Investigation and Alert Propagation
Investigation is the bridge between passive behavior and combat. Perception produces a stimulus and threat value; State Trees execute the investigation behavior.
- NPC hears a sound or detects a suspicious action.
- The stimulus location is stored.
- The NPC moves to investigate.
- The NPC escalates if confirmation occurs.
- The NPC de-escalates if no further evidence appears.

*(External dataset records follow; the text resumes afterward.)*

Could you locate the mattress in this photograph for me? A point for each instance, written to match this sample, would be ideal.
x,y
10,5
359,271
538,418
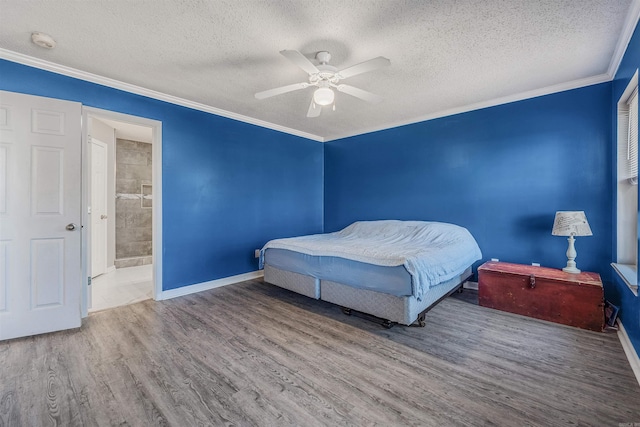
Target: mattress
x,y
394,280
431,252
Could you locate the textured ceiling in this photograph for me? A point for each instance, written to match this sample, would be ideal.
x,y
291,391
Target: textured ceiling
x,y
445,55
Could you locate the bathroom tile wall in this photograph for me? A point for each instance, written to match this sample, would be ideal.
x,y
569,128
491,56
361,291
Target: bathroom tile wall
x,y
133,222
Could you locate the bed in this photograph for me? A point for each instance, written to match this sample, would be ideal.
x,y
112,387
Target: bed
x,y
392,270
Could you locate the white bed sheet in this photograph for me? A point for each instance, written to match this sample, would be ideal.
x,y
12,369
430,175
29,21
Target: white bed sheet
x,y
432,252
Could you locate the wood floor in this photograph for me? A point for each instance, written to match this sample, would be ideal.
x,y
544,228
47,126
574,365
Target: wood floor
x,y
255,355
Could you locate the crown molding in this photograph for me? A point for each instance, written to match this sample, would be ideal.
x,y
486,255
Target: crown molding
x,y
116,84
561,87
629,27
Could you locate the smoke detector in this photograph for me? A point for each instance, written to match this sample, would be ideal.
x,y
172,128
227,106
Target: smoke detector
x,y
43,40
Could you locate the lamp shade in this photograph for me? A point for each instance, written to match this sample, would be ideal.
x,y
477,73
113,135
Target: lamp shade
x,y
323,96
571,223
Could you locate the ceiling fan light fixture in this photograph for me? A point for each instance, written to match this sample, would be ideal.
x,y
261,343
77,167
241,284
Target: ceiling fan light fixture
x,y
323,96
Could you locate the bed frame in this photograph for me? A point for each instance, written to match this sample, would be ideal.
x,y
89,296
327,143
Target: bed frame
x,y
389,309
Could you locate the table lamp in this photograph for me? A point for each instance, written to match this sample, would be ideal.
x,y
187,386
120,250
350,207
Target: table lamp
x,y
571,223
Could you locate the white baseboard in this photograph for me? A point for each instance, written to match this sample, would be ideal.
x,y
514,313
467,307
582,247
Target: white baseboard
x,y
629,350
470,285
204,286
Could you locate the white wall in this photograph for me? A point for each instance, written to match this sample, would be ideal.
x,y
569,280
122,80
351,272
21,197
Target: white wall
x,y
105,133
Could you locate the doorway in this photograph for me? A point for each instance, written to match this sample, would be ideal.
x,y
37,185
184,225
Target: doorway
x,y
123,209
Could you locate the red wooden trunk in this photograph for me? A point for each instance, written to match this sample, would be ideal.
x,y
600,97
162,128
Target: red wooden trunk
x,y
543,293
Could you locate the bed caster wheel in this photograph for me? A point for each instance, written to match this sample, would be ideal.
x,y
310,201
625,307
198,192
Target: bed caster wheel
x,y
388,324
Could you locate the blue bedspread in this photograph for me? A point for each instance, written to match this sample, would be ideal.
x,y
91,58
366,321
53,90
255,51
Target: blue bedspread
x,y
432,252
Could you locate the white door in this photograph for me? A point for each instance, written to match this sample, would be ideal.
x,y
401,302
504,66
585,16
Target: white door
x,y
40,215
98,207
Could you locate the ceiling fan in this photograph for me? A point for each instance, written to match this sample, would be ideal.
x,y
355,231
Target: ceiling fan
x,y
326,78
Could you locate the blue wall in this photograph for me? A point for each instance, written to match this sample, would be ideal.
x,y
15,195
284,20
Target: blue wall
x,y
228,186
619,293
501,172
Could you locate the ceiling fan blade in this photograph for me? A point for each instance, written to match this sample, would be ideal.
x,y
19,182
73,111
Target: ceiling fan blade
x,y
280,90
300,60
365,66
359,93
314,109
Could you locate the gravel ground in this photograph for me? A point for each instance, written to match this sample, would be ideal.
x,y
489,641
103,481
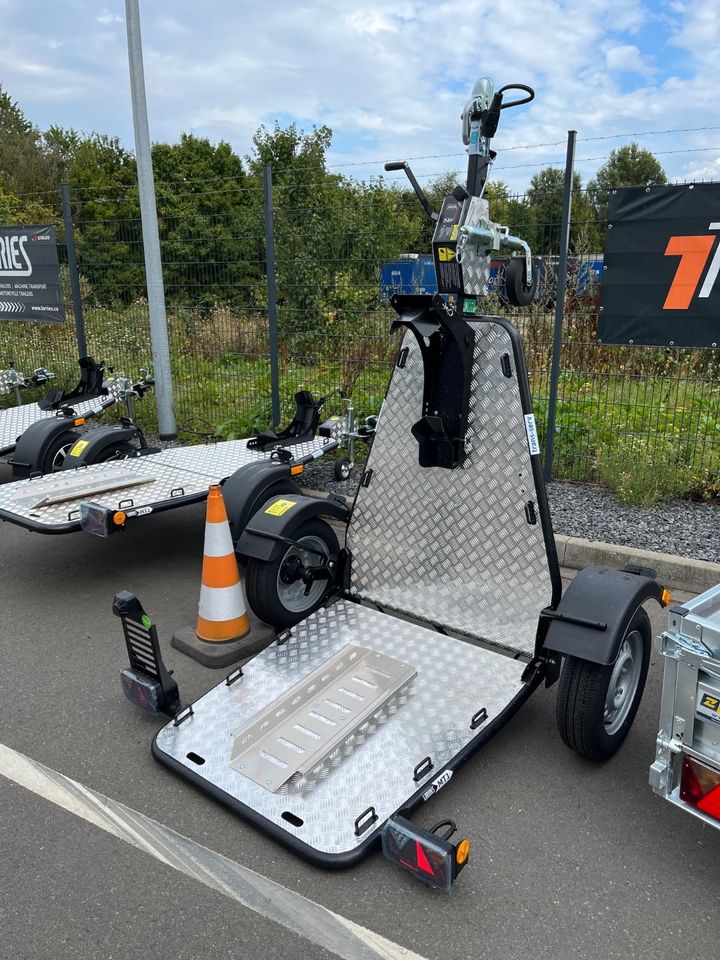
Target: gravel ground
x,y
678,526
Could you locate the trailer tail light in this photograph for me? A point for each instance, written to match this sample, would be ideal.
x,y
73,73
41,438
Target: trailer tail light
x,y
700,787
427,854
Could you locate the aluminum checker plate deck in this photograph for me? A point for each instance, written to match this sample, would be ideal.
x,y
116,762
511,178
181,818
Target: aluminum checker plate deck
x,y
15,420
181,474
455,546
435,722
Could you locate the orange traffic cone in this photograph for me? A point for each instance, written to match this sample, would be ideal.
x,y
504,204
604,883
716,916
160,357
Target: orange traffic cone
x,y
222,615
223,623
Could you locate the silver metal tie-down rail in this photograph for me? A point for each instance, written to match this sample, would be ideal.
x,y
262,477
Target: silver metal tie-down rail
x,y
299,736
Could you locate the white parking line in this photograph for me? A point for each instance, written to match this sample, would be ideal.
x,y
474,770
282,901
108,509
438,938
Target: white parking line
x,y
304,917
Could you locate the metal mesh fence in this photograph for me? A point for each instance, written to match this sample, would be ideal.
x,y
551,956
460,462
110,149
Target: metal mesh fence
x,y
658,409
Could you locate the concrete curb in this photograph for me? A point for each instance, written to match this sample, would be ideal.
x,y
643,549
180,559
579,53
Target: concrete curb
x,y
674,572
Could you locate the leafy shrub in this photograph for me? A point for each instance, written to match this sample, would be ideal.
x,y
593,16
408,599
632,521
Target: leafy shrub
x,y
643,471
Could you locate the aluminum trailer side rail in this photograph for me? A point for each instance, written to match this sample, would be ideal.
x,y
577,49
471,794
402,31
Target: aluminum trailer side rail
x,y
138,486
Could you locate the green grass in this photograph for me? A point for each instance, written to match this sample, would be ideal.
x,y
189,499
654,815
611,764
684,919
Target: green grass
x,y
646,423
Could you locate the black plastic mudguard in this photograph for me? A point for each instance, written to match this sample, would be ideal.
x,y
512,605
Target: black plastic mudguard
x,y
595,612
95,443
249,487
32,444
278,518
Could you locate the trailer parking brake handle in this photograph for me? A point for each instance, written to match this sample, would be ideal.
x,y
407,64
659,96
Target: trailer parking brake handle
x,y
447,344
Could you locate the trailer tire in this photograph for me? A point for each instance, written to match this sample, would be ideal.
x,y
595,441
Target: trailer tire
x,y
281,602
57,450
343,468
517,290
591,722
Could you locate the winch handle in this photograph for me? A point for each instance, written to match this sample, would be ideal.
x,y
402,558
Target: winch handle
x,y
419,193
517,86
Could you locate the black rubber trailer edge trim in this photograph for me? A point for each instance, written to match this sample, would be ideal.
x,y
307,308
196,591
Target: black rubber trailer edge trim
x,y
535,460
341,861
73,526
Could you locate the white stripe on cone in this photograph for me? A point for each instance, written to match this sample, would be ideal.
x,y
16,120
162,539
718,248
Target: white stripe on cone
x,y
221,603
218,540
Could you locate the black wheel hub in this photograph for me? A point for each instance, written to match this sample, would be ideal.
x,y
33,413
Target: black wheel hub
x,y
292,570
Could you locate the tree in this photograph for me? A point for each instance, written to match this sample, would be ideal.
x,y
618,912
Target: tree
x,y
27,162
211,247
628,166
545,201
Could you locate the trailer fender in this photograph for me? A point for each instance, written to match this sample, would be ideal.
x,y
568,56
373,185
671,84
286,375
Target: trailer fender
x,y
275,522
32,445
246,490
95,444
595,612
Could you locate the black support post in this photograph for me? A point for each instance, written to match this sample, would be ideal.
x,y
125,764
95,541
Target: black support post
x,y
73,269
272,297
560,302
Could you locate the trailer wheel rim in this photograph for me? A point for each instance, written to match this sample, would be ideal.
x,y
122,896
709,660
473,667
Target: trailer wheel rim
x,y
624,681
292,594
60,455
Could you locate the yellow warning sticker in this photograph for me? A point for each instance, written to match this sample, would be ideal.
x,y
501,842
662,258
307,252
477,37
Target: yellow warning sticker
x,y
78,448
280,507
712,703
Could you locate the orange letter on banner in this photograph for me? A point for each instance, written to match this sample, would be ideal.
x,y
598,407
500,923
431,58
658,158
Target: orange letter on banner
x,y
693,253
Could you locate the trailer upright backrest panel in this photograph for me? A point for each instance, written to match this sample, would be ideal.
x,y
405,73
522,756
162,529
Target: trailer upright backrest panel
x,y
459,547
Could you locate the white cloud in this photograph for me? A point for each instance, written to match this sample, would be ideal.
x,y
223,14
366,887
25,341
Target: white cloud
x,y
107,17
390,78
626,58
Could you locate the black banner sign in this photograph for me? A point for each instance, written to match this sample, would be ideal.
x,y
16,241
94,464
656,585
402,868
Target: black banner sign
x,y
662,260
29,275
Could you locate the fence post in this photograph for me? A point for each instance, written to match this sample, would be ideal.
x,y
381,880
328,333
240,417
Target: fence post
x,y
272,298
560,303
151,238
73,270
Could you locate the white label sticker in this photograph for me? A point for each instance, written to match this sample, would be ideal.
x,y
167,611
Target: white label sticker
x,y
438,784
531,430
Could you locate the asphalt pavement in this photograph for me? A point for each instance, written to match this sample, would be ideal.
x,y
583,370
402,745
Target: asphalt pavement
x,y
570,858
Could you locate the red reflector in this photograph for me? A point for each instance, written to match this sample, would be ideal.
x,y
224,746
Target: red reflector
x,y
700,787
423,862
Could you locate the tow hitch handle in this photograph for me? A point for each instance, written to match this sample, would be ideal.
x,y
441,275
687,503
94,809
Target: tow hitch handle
x,y
419,192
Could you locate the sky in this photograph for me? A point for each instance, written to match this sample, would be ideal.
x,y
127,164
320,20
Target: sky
x,y
389,78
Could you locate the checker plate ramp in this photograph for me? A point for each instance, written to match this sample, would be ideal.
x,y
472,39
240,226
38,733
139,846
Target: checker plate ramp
x,y
319,719
455,547
16,420
180,473
454,680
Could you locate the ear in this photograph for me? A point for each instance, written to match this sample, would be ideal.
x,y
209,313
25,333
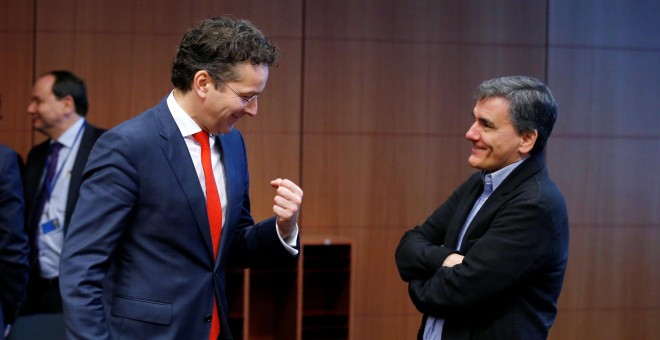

Alert propagation uses a shared Alert Proxy. NPCs join or leave a proxy tied to the perceived target instead of directly notifying each other. This prevents alert spam, keeps group focus stable, and supports influence weights where guards or leaders can outweigh civilians.

Threat and Awareness UI
The awareness UI visualizes the NPC’s internal perception state: Neutral, Curious, Suspicious, or Alert. It is driven directly by AC_CH_Perception and reflects the highest active threat.

Combat
The Combat System is a data-driven execution layer. Perception decides who the target is; Combat decides how the NPC engages that target.

Combat has four layers:
- DT_NPC_Config_Combat: high-level combat configuration row assigned through AC_CH_NPC_Behavior.
- DA_CombatStyle / PDA_CombatStyle: reusable decision rules for range, movement, weapons, abilities, pressure, and conditions.
- Weapon and ability resolution: dynamic selection based on combat style, target distance, inventory, and probability weights.
- ST_NPC_Combat: State Tree execution for melee, ranged, override, and fallback combat states.
Combat Configuration
DT_NPC_Config_Combat defines which style logic the NPC uses, how aggressive or defensive it is, and which weapons or abilities are available.

Typical use: Villagers use untrained styles, guards use defensive or mixed styles, rebels use aggressive styles, and creatures use creature-specific melee or pounce behavior.
Combat Styles and Execution
Combat Style Data Assets define decision rules, not execution. They can handle range-based style switching, weighted weapon selection, ammo handling, ability slots, distance maintenance, and conditional behavior for taking damage, low health, or target distance changes.

Weapons and abilities are resolved dynamically from combat style rules, target distance, available inventory, and weights. No weapon logic lives inside the State Tree itself.
ST_NPC_Combat executes the resolved combat behavior. It equips the selected weapon or ability, applies movement and aiming behavior, and loops until conditions change.

Why It Scales
The framework scales because each concern stays in its own layer. Population does not decide behavior. Routines do not decide combat targets. Perception does not execute combat styles. Combat does not pick targets. Designers work in data assets, tables, tags, and placeables, while programmers extend reusable capabilities.
This allows enemy variety, creature behavior, role-based NPCs, stealth reactions, combat escalation, and ambient simulation without duplicating State Trees or hardcoding archetypes.